Araştırmacılar, bu teoriyi test etmek üzere 18 insan ve köpek çiftini içeren çeşitli deneyler gerçekleştirdiler. Öncelikle, köpekler iyi ve kötü durumlar arasındaki farkı anlayacak şekilde eğitildi. Eğitim sürecinde, bir mama kabı içinde ödül maması olan bir konum belirlendi ve ardından tamamen aynı olan başka bir mama kabı ödül maması olmadan farklı bir konuma yerleştirildi. Köpekler, bu yerler arasındaki farkı öğrendikten sonra ödül mamasının bulunduğu yere, boş yerden daha hızlı yaklaştılar.

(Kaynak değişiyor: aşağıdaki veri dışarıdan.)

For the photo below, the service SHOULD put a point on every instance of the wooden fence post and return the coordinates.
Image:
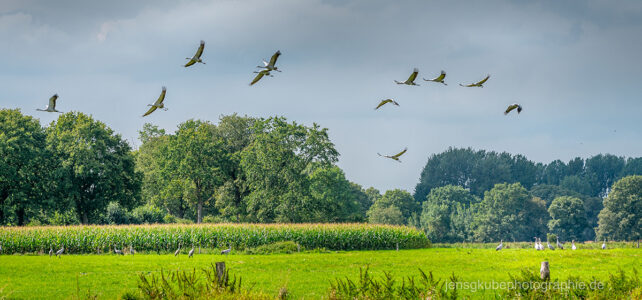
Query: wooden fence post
(544, 272)
(220, 273)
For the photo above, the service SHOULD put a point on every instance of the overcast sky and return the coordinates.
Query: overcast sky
(574, 66)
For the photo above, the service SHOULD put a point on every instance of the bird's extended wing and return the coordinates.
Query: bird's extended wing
(274, 58)
(161, 97)
(199, 52)
(413, 76)
(259, 76)
(400, 153)
(190, 62)
(510, 108)
(441, 77)
(382, 103)
(52, 101)
(483, 80)
(151, 110)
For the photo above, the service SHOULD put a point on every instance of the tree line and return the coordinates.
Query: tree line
(265, 170)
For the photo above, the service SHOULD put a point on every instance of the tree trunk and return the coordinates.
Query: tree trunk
(21, 216)
(199, 217)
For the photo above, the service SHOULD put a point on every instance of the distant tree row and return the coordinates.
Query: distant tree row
(243, 169)
(479, 171)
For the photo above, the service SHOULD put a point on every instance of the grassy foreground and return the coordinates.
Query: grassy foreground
(306, 275)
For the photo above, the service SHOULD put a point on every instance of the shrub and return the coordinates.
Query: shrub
(148, 214)
(286, 247)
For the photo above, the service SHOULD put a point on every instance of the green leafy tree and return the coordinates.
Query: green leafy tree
(24, 168)
(568, 218)
(362, 198)
(477, 171)
(385, 215)
(446, 214)
(333, 196)
(399, 199)
(95, 166)
(602, 171)
(621, 218)
(236, 133)
(277, 165)
(194, 157)
(508, 212)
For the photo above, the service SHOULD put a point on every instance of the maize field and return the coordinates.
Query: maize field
(162, 238)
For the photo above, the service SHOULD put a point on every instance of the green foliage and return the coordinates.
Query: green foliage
(188, 285)
(508, 212)
(24, 168)
(286, 247)
(477, 171)
(368, 287)
(568, 218)
(277, 165)
(333, 197)
(116, 214)
(157, 238)
(147, 214)
(621, 218)
(447, 215)
(94, 166)
(385, 215)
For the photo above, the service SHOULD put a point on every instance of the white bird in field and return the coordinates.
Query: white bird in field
(439, 78)
(117, 252)
(396, 156)
(52, 105)
(477, 84)
(197, 57)
(386, 101)
(271, 66)
(513, 106)
(158, 104)
(260, 75)
(411, 79)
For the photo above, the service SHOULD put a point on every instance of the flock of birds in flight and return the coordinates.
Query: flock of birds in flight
(270, 66)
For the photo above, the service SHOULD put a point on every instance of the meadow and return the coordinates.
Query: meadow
(306, 275)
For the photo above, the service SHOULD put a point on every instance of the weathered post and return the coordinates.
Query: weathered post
(220, 273)
(544, 272)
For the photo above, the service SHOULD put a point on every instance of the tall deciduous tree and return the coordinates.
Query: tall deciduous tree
(445, 214)
(95, 166)
(277, 165)
(508, 212)
(621, 218)
(195, 156)
(568, 218)
(24, 168)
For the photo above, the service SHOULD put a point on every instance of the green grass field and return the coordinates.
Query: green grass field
(306, 275)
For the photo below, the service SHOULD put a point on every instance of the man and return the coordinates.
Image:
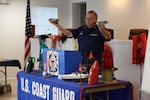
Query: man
(91, 37)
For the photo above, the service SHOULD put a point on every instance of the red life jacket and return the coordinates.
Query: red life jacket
(107, 57)
(139, 48)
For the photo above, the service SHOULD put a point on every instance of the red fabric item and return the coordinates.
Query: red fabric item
(139, 48)
(107, 57)
(91, 55)
(94, 72)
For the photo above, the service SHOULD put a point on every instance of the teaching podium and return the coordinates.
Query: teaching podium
(7, 63)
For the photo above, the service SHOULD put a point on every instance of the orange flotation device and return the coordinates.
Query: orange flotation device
(107, 57)
(139, 48)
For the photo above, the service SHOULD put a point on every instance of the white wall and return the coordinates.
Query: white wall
(122, 15)
(12, 28)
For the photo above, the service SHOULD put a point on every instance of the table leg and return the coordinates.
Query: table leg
(5, 76)
(107, 95)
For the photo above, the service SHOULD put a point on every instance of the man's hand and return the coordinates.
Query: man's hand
(53, 21)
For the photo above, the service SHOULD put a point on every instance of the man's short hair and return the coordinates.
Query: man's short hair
(91, 11)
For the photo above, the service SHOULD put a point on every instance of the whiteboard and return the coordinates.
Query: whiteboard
(145, 86)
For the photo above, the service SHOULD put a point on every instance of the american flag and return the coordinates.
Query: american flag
(28, 32)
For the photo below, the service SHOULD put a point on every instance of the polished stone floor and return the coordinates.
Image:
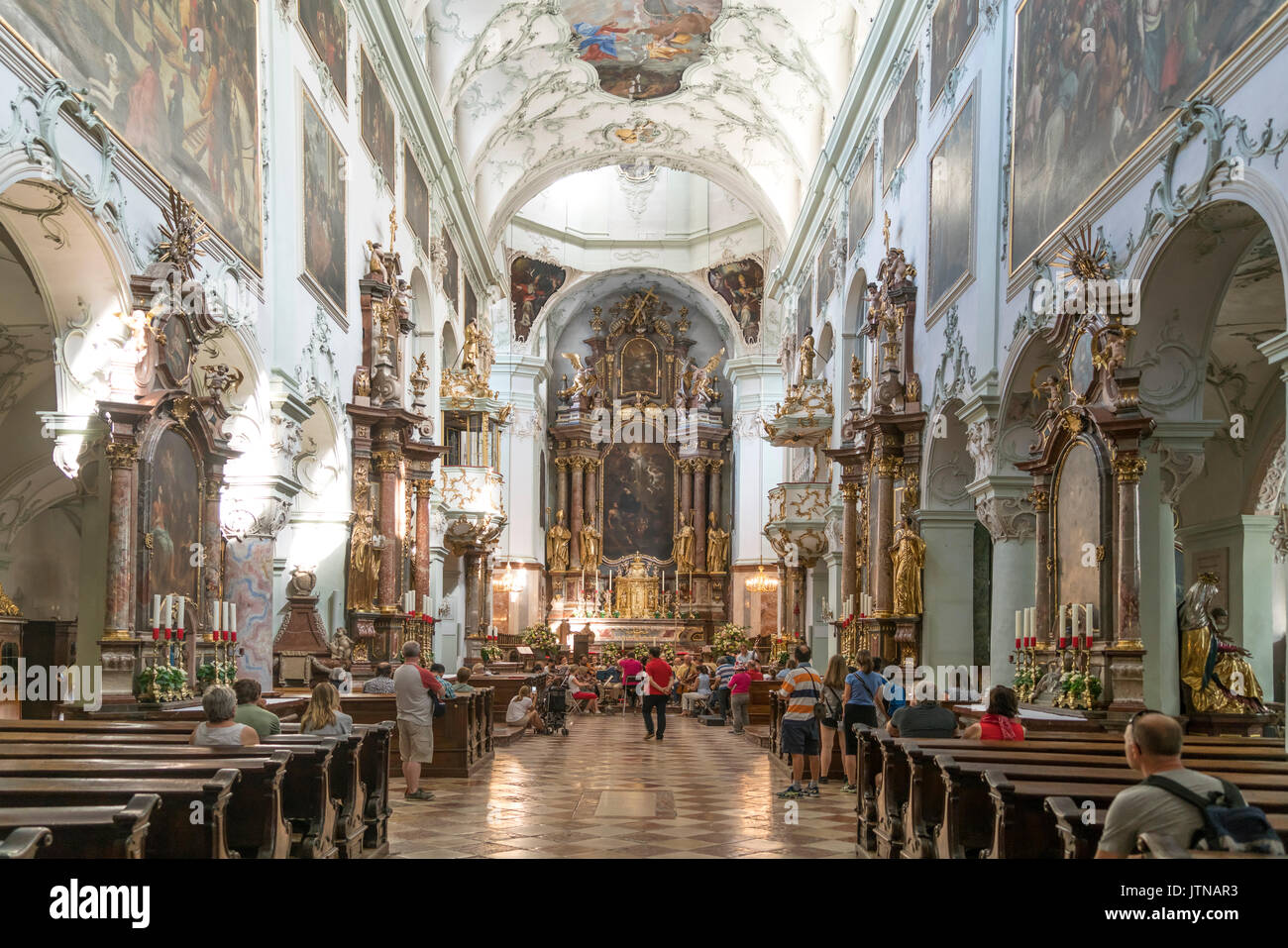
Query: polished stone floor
(603, 791)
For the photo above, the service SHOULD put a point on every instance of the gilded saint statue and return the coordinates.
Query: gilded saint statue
(557, 545)
(909, 552)
(364, 558)
(717, 545)
(591, 546)
(683, 550)
(805, 357)
(1215, 673)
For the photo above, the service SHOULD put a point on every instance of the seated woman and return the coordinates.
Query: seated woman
(520, 714)
(220, 727)
(700, 691)
(583, 685)
(1003, 719)
(323, 715)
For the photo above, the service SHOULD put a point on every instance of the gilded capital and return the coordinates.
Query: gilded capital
(123, 454)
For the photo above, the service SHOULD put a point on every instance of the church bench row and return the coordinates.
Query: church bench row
(359, 776)
(25, 843)
(88, 832)
(1080, 832)
(189, 820)
(308, 802)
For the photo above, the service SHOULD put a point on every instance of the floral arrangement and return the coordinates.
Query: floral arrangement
(541, 639)
(729, 638)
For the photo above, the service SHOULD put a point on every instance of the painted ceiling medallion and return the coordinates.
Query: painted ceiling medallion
(640, 48)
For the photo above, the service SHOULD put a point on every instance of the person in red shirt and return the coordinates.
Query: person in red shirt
(631, 670)
(658, 690)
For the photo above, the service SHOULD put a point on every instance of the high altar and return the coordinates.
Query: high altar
(638, 548)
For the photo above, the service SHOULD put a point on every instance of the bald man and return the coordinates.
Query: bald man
(1153, 745)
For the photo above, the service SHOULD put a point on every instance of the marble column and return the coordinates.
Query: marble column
(578, 467)
(849, 548)
(386, 463)
(699, 514)
(119, 617)
(888, 468)
(1043, 581)
(420, 571)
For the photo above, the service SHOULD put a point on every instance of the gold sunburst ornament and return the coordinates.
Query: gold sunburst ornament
(181, 236)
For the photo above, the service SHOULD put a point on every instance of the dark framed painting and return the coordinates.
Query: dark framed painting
(825, 272)
(862, 197)
(742, 286)
(640, 48)
(377, 124)
(900, 129)
(451, 277)
(638, 492)
(325, 198)
(416, 197)
(172, 519)
(532, 283)
(178, 84)
(1074, 124)
(952, 209)
(951, 30)
(327, 30)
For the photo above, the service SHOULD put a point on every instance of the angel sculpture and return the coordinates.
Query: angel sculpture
(704, 390)
(585, 382)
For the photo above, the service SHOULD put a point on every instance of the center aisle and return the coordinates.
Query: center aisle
(604, 791)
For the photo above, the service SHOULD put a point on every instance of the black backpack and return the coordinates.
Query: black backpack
(1233, 828)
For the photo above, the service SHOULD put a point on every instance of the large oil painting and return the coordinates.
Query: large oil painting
(172, 519)
(742, 286)
(451, 264)
(951, 30)
(176, 82)
(639, 501)
(640, 48)
(952, 209)
(326, 27)
(900, 129)
(532, 283)
(1076, 120)
(862, 197)
(377, 124)
(325, 196)
(416, 197)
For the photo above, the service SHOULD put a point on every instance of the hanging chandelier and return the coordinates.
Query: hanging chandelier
(761, 581)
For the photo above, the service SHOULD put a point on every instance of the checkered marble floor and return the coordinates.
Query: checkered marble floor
(709, 793)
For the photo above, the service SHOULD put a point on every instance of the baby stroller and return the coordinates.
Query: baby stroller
(554, 704)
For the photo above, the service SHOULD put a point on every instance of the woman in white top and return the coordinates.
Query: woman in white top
(520, 714)
(219, 728)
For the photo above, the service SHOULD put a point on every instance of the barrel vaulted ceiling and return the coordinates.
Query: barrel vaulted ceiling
(739, 91)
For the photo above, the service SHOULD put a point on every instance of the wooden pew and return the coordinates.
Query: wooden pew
(174, 835)
(307, 801)
(1080, 832)
(256, 824)
(1025, 828)
(25, 843)
(89, 832)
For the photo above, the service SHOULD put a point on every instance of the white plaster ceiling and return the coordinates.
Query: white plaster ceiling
(751, 112)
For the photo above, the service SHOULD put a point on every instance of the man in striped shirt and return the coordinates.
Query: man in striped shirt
(724, 673)
(802, 690)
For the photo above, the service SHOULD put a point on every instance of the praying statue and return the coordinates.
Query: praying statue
(683, 550)
(909, 553)
(717, 545)
(1215, 673)
(557, 545)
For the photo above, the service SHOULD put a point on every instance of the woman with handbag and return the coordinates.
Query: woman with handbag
(863, 702)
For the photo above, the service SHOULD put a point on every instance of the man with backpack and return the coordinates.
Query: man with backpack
(1192, 807)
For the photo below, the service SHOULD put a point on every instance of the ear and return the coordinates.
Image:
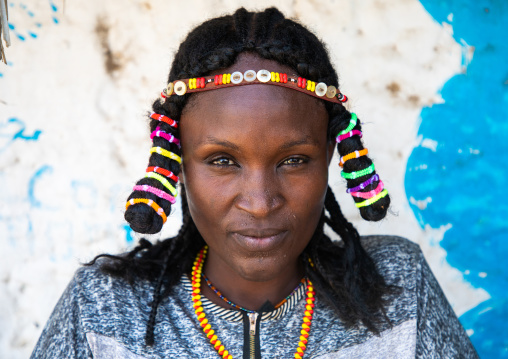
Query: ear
(330, 149)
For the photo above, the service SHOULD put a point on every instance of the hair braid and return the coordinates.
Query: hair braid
(345, 275)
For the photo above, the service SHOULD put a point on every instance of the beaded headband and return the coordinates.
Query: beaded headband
(251, 77)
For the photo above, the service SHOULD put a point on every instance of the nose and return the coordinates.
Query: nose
(259, 194)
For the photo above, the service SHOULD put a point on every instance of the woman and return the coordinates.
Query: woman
(251, 273)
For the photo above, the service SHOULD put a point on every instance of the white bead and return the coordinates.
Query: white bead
(264, 75)
(321, 89)
(180, 88)
(169, 89)
(249, 75)
(331, 92)
(236, 77)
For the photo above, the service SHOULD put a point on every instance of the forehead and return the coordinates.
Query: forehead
(268, 106)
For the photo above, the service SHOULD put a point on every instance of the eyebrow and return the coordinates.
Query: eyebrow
(216, 141)
(299, 142)
(285, 146)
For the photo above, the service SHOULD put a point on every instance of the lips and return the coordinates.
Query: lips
(259, 240)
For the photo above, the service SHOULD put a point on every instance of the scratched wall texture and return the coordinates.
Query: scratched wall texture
(73, 138)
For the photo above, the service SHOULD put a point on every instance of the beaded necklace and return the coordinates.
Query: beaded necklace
(197, 270)
(221, 296)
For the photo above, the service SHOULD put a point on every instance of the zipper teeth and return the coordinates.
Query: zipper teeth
(252, 332)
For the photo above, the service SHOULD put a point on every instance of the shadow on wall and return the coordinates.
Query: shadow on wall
(464, 172)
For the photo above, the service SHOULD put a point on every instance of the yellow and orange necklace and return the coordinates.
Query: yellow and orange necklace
(197, 269)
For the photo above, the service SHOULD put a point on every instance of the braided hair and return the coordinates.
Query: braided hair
(343, 273)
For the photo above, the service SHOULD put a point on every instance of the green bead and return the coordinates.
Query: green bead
(357, 174)
(352, 124)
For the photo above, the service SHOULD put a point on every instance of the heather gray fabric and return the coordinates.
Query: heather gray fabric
(103, 317)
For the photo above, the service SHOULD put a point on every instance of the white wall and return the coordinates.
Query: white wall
(62, 192)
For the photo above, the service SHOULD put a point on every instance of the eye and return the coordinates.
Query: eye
(294, 161)
(222, 162)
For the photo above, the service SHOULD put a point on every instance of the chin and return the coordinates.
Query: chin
(260, 269)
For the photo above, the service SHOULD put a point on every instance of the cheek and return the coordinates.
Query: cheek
(205, 196)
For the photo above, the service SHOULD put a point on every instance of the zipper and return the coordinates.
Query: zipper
(252, 334)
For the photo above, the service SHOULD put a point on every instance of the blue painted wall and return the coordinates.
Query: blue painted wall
(466, 175)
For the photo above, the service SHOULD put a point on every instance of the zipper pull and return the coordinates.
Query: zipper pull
(252, 333)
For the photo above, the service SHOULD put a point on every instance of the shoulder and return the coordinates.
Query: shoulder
(386, 246)
(394, 256)
(402, 264)
(105, 301)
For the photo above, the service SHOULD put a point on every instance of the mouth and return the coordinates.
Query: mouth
(259, 240)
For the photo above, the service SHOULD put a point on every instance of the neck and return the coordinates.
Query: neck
(247, 293)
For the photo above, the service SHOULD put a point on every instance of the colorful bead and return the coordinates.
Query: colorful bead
(345, 136)
(219, 294)
(331, 91)
(352, 155)
(318, 90)
(166, 153)
(159, 193)
(249, 75)
(163, 172)
(162, 180)
(167, 136)
(149, 202)
(196, 274)
(263, 75)
(370, 194)
(180, 88)
(164, 119)
(236, 77)
(358, 174)
(352, 123)
(372, 200)
(321, 89)
(364, 184)
(169, 89)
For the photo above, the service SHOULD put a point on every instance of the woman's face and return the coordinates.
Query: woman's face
(255, 169)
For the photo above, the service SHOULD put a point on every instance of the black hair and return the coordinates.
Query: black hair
(343, 274)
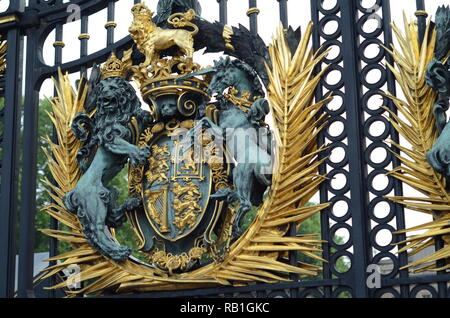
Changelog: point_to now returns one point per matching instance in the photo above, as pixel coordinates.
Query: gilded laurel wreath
(258, 255)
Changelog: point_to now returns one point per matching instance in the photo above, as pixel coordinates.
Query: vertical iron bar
(356, 145)
(398, 185)
(283, 13)
(53, 222)
(223, 9)
(111, 24)
(421, 19)
(324, 220)
(10, 166)
(29, 171)
(253, 15)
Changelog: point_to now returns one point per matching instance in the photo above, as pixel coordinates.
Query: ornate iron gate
(35, 22)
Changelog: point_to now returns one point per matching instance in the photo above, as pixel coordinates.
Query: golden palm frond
(257, 256)
(416, 124)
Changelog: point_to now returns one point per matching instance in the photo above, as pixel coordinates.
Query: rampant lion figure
(151, 39)
(108, 137)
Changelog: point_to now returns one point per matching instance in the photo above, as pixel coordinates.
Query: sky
(268, 20)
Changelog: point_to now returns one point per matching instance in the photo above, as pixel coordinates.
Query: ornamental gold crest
(200, 159)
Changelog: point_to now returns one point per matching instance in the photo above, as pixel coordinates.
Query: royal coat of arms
(199, 159)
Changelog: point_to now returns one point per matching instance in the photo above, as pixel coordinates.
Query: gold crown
(141, 11)
(114, 67)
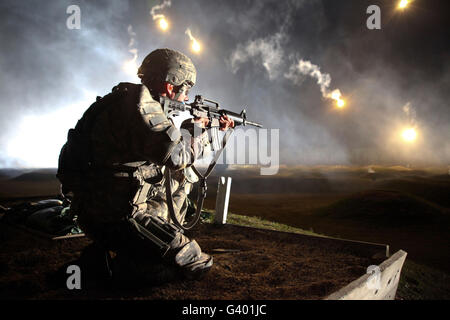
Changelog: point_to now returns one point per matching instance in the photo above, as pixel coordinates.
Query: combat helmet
(168, 65)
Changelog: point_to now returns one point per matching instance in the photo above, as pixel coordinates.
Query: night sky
(394, 78)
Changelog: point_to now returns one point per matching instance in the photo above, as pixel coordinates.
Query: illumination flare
(162, 21)
(403, 4)
(130, 66)
(196, 47)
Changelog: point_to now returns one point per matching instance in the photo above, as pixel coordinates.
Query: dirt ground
(248, 264)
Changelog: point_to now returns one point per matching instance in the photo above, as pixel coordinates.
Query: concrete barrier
(378, 284)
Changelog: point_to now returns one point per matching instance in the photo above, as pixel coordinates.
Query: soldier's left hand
(226, 123)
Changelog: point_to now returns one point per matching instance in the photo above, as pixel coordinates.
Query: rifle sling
(201, 188)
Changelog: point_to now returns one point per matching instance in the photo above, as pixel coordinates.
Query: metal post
(222, 199)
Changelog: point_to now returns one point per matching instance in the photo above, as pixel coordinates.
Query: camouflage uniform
(113, 163)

Bu öğrenme sürecinin ardından, araştırmacılar yeni bir yere üçüncü bir mama kabı yerleştirdiklerinde, köpeğin bu kabı araştırma süresini ölçtüler. Eğer köpek hızla gidiyorsa, bu durum kabın bir ödül maması içereceği konusunda iyimser olduklarının bir işaretiydi. Ancak köpek yeni kabın yiyecek olup olmadığını kontrol etme konusunda daha isteksizse, bu durum karamsarlık olarak değerlendiriliyordu.
Deneyler sırasında köpekler, sahipleri olmayan insanlardan alınan ter ve nefes örneklerinin kokularına maruz bırakıldı. Bu kokular, ya insan katılımcılar sakin bir manzara eşliğinde dinlenirken ya da bir aritmetik testi yaparak strese girdiklerinde toplandı. Araştırmacılar, stres kokularına maruz kalan köpeklerin, konum ne olursa olsun, kabı kontrol etmek için oraya gitme olasılıklarının önemli ölçüde daha düşük olduğunu keşfettiler. Ancak kendilerine rahat bir insan kokusu verildiğinde, köpekler, nötr kokulu bir bez verildiğinde olduğundan daha sık bir şekilde mama kabına yöneldiler.
Daha sonraki denemeler, köpeklerin kaselerin yerlerini tanıma konusunda daha iyi olmaya devam ettiğini ve stres kokusuna maruz kaldıklarında farkı daha hızlı öğrendiklerini gösterdi. Araştırmanın başyazarı Dr. Zoe Parr-Cortes, MailOnline ile yaptığı görüşmede, “En yakın arkadaşlarımızdan biri olan köpekler, binlerce yıldır insanlarla birlikte evrimleşmiştir. Bu, köpeklerin, sahiplerinin ruh hallerini algıladıkları ‘duygusal bulaşma’ adı verilen bir olguyu deneyimlemelerine neden olur” dedi ve ekledi: “Bu, başka bir grup üyesi tarafından algılanan bir tehditin kendilerine yönelik bir tehdide işaret edebileceği için yararlı olabilir. Başkalarındaki korkuyu veya ‘alarmı’ tespit etmek ve bunlara tepki vermek, ortak bir tehdidi önlemede avantajlı olabilir.”
Bu çalışma, Scientific Reports dergisinde yayımlanmıştır.